Fundamental Australian Dollar Forecast: Neutral
The Australian Dollar market may be stuck with familiar themes this week.
That’s because the economic data schedule is unusually but completely bereft of first-tier Australian numbers. It’s also rather short of the kind of heavyweight international figures which could send cross-market ripples the Aussie’s way.
So the currency is likely to remain in its becalmed state unless something unexpected comes storming out of left field, a possibility we can of course never fully discount.
But to stick with what we might call “known knowns”, we learned last week that monetary-policy makers at the Reserve Bank of Australia were relatively upbeat on Australia’s chances in a recovering global economy at their last meeting. However, they were also resolutely fretful about Aussie consumers’ indebtedness and as worried as ever about the effects of a strong currency on the domestic economy.
Neither of these worries are in any way new. Both crop up on the RBA’s downside-risk list with metronomic regularity.

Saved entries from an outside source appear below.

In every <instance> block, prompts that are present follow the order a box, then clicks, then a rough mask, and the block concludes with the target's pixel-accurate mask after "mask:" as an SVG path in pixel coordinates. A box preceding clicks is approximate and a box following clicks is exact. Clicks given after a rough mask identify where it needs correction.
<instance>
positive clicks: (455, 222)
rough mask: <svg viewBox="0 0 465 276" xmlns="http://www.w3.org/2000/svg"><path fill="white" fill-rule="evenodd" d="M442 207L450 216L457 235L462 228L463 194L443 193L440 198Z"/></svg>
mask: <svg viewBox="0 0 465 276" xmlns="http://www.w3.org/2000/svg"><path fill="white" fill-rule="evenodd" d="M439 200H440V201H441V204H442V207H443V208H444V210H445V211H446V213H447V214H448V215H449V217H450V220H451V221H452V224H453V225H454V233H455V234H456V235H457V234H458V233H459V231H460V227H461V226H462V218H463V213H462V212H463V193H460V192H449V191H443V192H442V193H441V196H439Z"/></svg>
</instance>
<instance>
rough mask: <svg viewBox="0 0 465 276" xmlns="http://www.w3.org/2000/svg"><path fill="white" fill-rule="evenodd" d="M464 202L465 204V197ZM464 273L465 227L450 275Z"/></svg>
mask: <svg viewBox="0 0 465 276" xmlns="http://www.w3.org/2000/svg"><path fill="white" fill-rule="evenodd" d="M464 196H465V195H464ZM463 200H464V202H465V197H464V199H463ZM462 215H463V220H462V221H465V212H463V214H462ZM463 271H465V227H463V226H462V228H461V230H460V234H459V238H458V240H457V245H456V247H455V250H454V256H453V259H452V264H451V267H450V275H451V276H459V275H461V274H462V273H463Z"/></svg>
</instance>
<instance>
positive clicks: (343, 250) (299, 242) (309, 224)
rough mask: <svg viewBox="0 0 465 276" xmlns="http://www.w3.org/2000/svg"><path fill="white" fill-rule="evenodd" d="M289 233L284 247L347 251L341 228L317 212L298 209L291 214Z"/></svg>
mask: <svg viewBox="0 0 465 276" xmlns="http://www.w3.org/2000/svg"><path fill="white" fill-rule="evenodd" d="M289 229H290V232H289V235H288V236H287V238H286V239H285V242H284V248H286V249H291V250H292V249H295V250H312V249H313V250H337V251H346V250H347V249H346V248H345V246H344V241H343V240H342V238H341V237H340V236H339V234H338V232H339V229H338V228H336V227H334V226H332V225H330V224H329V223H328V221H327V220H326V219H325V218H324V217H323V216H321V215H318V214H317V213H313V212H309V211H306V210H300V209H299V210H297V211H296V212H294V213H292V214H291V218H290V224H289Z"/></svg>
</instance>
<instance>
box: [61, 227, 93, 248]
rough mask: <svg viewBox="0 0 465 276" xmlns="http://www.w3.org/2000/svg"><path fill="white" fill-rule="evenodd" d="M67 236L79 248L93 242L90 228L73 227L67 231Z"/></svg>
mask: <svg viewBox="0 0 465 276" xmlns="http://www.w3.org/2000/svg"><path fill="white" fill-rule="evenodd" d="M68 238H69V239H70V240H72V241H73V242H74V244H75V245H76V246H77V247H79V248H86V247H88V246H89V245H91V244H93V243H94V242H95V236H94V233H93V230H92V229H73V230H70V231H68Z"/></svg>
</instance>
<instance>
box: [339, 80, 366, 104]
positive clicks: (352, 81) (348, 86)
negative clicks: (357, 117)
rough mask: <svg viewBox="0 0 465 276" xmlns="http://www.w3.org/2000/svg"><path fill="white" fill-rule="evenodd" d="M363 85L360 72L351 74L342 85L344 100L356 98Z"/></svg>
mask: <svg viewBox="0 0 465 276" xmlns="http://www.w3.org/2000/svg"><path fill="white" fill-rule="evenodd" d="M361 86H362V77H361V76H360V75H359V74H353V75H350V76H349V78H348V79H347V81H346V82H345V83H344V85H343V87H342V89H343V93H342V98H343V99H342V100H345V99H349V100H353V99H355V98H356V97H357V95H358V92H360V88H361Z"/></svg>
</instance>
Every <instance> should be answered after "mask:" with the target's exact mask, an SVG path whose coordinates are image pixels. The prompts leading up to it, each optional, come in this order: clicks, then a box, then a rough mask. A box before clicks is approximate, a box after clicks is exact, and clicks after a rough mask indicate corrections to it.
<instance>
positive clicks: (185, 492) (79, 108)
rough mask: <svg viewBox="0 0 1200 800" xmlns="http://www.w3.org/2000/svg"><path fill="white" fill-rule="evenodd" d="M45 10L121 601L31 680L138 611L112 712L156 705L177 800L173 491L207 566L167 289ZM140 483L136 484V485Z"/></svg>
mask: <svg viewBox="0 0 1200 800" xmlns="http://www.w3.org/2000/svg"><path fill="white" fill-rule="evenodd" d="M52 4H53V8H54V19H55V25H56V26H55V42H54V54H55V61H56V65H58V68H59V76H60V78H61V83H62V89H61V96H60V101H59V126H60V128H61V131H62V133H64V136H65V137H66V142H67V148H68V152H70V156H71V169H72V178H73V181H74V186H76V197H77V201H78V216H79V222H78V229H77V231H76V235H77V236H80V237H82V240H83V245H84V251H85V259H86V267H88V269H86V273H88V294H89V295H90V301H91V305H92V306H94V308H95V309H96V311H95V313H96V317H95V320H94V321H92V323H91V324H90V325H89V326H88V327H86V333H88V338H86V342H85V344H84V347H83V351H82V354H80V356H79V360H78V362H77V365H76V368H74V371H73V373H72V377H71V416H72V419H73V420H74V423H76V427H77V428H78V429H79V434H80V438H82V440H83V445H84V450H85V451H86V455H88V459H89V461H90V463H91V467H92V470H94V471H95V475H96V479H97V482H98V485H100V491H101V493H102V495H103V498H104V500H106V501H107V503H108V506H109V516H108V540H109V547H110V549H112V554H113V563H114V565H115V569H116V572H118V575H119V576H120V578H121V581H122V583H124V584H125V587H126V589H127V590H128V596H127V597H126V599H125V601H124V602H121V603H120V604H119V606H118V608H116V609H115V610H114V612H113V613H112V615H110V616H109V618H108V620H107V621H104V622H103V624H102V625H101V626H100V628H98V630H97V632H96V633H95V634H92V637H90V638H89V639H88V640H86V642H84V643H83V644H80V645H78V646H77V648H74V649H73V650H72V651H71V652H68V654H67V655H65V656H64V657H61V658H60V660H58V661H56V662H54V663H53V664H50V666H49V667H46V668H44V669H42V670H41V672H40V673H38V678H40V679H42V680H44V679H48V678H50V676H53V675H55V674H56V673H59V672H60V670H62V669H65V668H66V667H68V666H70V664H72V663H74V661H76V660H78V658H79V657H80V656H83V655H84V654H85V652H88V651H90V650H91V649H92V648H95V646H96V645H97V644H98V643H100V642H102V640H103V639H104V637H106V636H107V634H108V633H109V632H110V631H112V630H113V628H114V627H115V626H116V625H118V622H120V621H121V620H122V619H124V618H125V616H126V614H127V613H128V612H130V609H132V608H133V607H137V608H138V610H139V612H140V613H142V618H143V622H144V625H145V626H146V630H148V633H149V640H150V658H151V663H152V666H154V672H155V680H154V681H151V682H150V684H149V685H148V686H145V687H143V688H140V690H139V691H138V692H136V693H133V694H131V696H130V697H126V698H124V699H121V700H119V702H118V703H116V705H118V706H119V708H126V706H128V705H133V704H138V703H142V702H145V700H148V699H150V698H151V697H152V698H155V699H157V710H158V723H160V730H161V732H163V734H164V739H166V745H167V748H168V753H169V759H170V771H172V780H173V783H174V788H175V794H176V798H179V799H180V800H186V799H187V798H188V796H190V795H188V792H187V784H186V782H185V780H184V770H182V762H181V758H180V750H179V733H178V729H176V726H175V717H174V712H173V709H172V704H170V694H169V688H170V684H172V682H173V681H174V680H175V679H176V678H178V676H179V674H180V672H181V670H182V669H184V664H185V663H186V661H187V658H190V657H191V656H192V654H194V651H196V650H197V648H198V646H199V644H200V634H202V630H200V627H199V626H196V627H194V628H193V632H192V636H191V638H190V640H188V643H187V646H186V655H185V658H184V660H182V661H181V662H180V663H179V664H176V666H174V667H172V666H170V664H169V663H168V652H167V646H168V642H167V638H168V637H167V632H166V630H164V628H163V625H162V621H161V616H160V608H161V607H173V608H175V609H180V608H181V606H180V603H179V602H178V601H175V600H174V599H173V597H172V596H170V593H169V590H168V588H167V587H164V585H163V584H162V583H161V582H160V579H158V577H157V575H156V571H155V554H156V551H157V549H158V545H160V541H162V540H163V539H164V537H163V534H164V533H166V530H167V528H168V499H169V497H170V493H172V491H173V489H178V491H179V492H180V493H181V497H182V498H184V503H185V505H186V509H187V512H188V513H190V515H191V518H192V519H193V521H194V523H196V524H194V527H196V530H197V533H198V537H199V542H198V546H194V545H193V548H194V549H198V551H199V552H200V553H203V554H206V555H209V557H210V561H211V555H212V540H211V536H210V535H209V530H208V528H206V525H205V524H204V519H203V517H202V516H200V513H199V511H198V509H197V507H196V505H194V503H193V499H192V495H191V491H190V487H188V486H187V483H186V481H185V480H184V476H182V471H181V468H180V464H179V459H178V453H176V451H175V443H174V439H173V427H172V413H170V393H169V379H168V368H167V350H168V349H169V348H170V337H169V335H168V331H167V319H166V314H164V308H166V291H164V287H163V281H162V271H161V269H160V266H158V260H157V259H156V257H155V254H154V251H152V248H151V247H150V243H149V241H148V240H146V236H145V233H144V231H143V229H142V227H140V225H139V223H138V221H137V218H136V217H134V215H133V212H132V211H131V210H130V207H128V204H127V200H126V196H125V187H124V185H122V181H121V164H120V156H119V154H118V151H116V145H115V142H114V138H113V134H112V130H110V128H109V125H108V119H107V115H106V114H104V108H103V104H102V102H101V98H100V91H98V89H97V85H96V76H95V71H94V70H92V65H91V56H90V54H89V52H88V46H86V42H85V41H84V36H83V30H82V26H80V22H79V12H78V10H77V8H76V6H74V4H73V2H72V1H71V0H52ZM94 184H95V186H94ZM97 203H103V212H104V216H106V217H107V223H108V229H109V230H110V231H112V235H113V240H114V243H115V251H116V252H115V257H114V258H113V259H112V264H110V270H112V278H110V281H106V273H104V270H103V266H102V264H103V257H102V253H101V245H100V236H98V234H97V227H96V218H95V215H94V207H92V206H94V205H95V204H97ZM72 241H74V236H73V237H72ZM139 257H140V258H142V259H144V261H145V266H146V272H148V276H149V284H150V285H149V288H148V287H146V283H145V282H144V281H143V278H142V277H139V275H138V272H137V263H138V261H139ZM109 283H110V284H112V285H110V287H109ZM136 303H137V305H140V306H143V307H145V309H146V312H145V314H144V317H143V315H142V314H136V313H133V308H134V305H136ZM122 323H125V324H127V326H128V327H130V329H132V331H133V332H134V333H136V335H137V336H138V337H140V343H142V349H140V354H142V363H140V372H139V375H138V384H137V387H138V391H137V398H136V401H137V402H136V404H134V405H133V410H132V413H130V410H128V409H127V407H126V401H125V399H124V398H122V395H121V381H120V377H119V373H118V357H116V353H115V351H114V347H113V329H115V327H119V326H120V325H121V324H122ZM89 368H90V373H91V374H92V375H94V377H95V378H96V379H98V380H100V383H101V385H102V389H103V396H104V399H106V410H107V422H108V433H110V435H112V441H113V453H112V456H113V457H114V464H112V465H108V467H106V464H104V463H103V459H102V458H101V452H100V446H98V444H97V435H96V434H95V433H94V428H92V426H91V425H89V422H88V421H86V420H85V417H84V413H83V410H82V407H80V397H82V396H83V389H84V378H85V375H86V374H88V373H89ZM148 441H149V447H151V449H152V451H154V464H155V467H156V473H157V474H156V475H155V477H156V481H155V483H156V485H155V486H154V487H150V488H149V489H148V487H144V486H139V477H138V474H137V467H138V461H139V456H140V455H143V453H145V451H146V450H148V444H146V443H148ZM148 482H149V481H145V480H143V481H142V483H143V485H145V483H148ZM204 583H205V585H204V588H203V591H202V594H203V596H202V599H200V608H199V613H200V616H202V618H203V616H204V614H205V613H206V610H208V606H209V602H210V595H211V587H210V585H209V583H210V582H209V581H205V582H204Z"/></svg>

We also learned that, while Australian employment growth was better than forecast in July according to official figures, there was a worrying lurch lower for full-time positions which took some gloss off the headline.
But there has been enormous volatility in the full-time/part-time breakdown in recent months, to the point where it would hardly shock the markets to see July’s loss of 20,000 or so full-time workers fully made good in August. Still, for now question marks glower over the quality of job creation if not its quantity.
So where does this leave the Australian Dollar? Well, probably once again caught between a market which would quite like to buy it, assuming risk appetite doesn’t take another battering, and a central bank ever-more vocal about the baleful effects of currency strength.